Вот это была зима! Две недели, не переставая, валил снег. Сухой, пушистый и лёгкий. А потом мороз поднажал — и весь город заскрипел, как тугой кочан капусты.

Одно удовольствие было бродить по такому городу. Под ногами сочно хрупало, на деревьях громоздились пушистые папахи; отряхнёшь ветку — и игольчатую пыль прорежет замороженная бледная радуга.

Неторопливо проезжали рыбацкие обозы. Мохнатые заиндевелые лошадёнки тащили широкие розвальни. В санях на охапках сена лежали неподвижные рыбаки с кирпичным румянцем и курили махорку. Сзади к розвальням были прибиты длинные шесты с толстой верёвочной сеткой между ними. Туда складывали улов.

Лёд в заливе был гладкий, полированный ветром. Только кое-где белели зализанные вытянутые островки снега. Как-то так получилось, что, когда шёл снег, в заливе была вода — весь снег утонул. И теперь лёд был голый. Как на катке.

Мальчишки на санках вылетали по пологому спуску в залив и катились долго-долго.

У Володьки санок не было, зато были у Генки. Одних им вполне хватало.

Правили по очереди. Это было непростое искусство: вытянутая нога волочилась позади; повернёшь ногу вправо — санки влево, и наоборот. Одно плохо: из-за спины переднего ничего не видно. Иной раз нога не туда повернётся и оба ныряют с головой в сугроб. Зато если всё в порядке, санки бесшумно выпрыгивают на лёд и уносятся метров на двести от берега.

Только Генка каждый раз ворчал и ругался, когда шёл назад. Ему не нравилась пословица: «Любишь кататься, люби и саночки возить». Он говорил, что сейчас XX век.

По этому же спуску шли обозы. Возницы привставали на колени. Туго натягивали вожжи. Лошадёнки пугливо прядали ушами, упирались, приседали и так, почти ползком, выбирались на лёд. Там белела накатанная дорога. Лёд был выщерблен копытами и нескользкий. Узкая белая полоса, извиваясь, уходила к горизонту, рассыпалась чёрными точками — даже не верилось, что эти точки — тоже обоз.
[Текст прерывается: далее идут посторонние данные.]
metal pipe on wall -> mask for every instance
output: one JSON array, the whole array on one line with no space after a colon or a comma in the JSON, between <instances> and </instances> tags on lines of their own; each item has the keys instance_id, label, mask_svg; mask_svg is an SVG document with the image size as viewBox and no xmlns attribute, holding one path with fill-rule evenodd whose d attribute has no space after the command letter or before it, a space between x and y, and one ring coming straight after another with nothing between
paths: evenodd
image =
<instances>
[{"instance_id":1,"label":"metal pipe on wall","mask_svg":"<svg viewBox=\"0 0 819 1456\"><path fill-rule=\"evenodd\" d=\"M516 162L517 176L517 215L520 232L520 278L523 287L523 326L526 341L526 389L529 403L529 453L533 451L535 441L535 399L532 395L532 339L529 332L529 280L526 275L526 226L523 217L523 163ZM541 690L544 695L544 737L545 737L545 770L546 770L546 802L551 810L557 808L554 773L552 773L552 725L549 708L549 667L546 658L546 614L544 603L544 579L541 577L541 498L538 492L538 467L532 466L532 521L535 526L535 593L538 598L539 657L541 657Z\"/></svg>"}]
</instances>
Каникулы только начались. Снег вспыхивал под жёстким зимним солнцем, и стеклянно зеленел залив.

Мороз, будто грубой шерстяной рукавицей, обдирал щёки, и где-то в груди, распирая её, рвалась наружу весёлая сила.

Скорости летящих вниз санок не хватало. Володька и Генка подпрыгивали на ходу, старались подстегнуть санки и орали, орали во всё горло, потому что молчать было никак невозможно.

Потом, толкаясь, взбирались наверх и снова — холодящее сердце мгновение полёта. Вверх — вниз! Вверх — вниз!

Не успеешь оглянуться, а солнце раскалённой каплей уже скатилось по круглому небу — и надо идти домой.

Сизыми, одеревенелыми пальцами Володька долго расстёгивал в коридоре пуговицы, стаскивал промороженные валенки и в одних носках бежал к печке. Обнимал горячий изразцовый бок, прижимался к нему по очереди твёрдыми, как яблоки, щеками и блаженно закрывал глаза.

Мама ворчала, говорила, что это кончится воспалением лёгких, и наливала полную тарелку густого, пахучего борща. Володька тянул носом, и у него от нетерпеливого голода начинали дрожать коленки. Пальцы ещё неуверенно держали ложку, но Володька в две минуты выхлёбывал борщ и просил добавки.

Мама добрела и улыбалась потихоньку. За котлетами глаза у Володьки слипались, и прямо от стола он брёл к постели.

Смутно, сквозь сон, слышал, как приходил с завода отец. Мама что-то говорила ему негромко, наверное, о нём, о Володьке, и папа гулко смеялся.

А потом сон наваливался мягкой подушкой, и Володька снова нёсся на санках, выбирался, хохоча, из сугроба, а Генка, сорвав с остриженной наголо головы шапку, орал что-то непонятное, и оттопыренные его уши пылали на морозе. Генка набегал, хватал за плечи и кричал прямо в ухо: «Володька-а!»

Володька просыпался и видел весёлую Генкину рожу, заляпанную расплывчатыми бледными веснушками.

А за окном горел уже и переливался новый день.